Segundo a pesquisadora, o que distingue esse projeto de outros estudos sobre o mesmo tema são as indagações teóricas e históricas em dois eixos que se cruzam. "Em termos de história, indicamos a forma como os pressupostos do higienismo-sanitarismo permanecem ativos mesmo quando se estabelece o campo profissional de especialistas da cidade. Estudamos de que forma esses pressupostos se mantêm ao serem traduzidos em preceitos técnicos e incorporados à disciplina urbanística nos anos 1920, mesmo que engenheiros e arquitetos procurassem autonomia sobre o que chamavam de 'rigidez teórica dos higienistas'", observa ainda. "Pelo lado teórico, quisemos entender como funcionava o 'intervalo' entre a promulgação de leis, projetos e planos e sua efetiva aplicação ou execução, já que seriam – como outros estudos afirmam – meras cópias de ideias e modelos estrangeiros e, assim, inadequados à situação local", continua.
Avenidas – A historiadora lembra, para exemplificar a primeira situação, o Plano de Avenidas do prefeito Prestes Maia (1896-1965), concebido na década de 1930 e só implementado nos anos 1970. O segundo ponto é mais complexo, pois envolve, nota Stella, ir além da linha interpretativa das "ideias fora do lugar", pois "usar o argumento da importação de ideias para a configuração urbana de São Paulo impede a reflexão mais atenta sobre o processo de constituição de um campo concei­tual do urbanismo como sendo um 'saber de domínio comum', composto de vários saberes e experiências, difundido e aplicado com mudanças por causa de situações específicas em diversos países quando se acrescentam opções práticas ao urbanismo abertamente pragmático", afirma. Basta recordar o que dizia, nos anos 1920, o engenheiro e prefeito de São Paulo, Anhaia Mello (1896-1974), ao lado de Prestes Maia um dos polos intelectuais que propuseram uma maneira de se pensar a configuração urbana da cidade. Embora preconizasse que "as ideias têm hoje uma efetividade imensa e um raio de ação quase ilimitado e imediato, que abraça o globo e vai sondar outros planetas", Anhaia Mello avisava que era preciso conhecer como os outros resolveram os problemas urbanos e "aplicar com inteligência, e não servilmente ou por mero espírito de imitação, os métodos e processos que se adaptem às nossas condições locais.

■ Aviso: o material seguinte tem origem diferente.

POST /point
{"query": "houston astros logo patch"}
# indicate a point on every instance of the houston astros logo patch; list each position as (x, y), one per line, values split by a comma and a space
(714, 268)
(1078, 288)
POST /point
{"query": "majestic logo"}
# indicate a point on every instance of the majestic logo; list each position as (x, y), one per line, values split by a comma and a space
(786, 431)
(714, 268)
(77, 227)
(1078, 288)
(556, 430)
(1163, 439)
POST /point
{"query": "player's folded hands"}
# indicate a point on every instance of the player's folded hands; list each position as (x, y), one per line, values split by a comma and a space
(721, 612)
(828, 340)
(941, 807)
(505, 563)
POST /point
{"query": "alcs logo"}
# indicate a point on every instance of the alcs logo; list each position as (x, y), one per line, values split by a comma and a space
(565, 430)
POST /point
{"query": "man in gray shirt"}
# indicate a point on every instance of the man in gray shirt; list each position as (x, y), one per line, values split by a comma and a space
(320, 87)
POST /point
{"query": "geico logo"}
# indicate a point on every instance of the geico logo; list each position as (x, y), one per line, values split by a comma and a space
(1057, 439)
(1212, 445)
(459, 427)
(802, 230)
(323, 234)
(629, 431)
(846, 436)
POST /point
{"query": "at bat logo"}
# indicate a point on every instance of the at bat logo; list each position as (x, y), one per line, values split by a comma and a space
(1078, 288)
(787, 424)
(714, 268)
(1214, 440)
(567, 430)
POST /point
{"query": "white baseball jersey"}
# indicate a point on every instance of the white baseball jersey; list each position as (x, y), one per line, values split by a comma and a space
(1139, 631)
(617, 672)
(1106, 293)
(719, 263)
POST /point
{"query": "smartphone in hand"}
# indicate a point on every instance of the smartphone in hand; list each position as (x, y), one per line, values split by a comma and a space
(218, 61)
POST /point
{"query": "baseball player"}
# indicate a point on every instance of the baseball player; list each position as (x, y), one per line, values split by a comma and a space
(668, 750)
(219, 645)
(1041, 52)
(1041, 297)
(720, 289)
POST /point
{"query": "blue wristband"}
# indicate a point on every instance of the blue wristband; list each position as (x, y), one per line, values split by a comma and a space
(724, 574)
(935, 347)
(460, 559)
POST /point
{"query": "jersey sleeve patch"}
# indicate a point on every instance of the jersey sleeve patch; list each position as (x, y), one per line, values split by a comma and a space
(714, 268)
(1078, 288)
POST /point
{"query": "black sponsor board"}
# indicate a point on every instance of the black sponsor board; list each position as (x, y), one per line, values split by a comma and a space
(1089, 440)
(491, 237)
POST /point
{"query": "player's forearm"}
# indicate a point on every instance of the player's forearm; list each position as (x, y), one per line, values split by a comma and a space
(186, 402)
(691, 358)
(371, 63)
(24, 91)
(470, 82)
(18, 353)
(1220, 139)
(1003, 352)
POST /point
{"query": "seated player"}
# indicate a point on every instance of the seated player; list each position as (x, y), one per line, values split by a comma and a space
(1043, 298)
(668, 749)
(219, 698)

Acima de tudo, afirmamos a importância de acompanhar a formação acadêmica e a atuação dos especialistas e, nesse processo, entender os momentos de definição de suas opções teóricas".
Assim, além de revelar a permanência dos pressupostos sanitários no urbanismo paulista e de superar a teoria da importação de modelos como forma de compreender a formação da cidade, o temático trouxe outro resultado significativo aos estudos existentes: a demonstração do poder do capital privado na configuração do espaço urbano paulista. Obras feitas pelos especialistas em questões urbanas que, acredita Stella, acabaram por atribuir à cidade a sua configuração moderna. "Além disso, os pressupostos desse saber científico e técnico desenvolvido na capital foram também aplicados na criação de novas cidades ao oeste, frutos da expansão da fronteira cafeeira resultante da implantação da rede ferroviária que influenciou a urbanização de toda essa área até os limites da cidade de São Paulo. As nossas pesquisas revelam o poder das companhias privadas e dos donos de propriedades rurais no estabelecimento das ferrovias e na feição urbana de cada nova cidade surgida nesse processo."

© reprodução do livro Dois séculos de projetos no estado de São Paulo (Imesp-edusp)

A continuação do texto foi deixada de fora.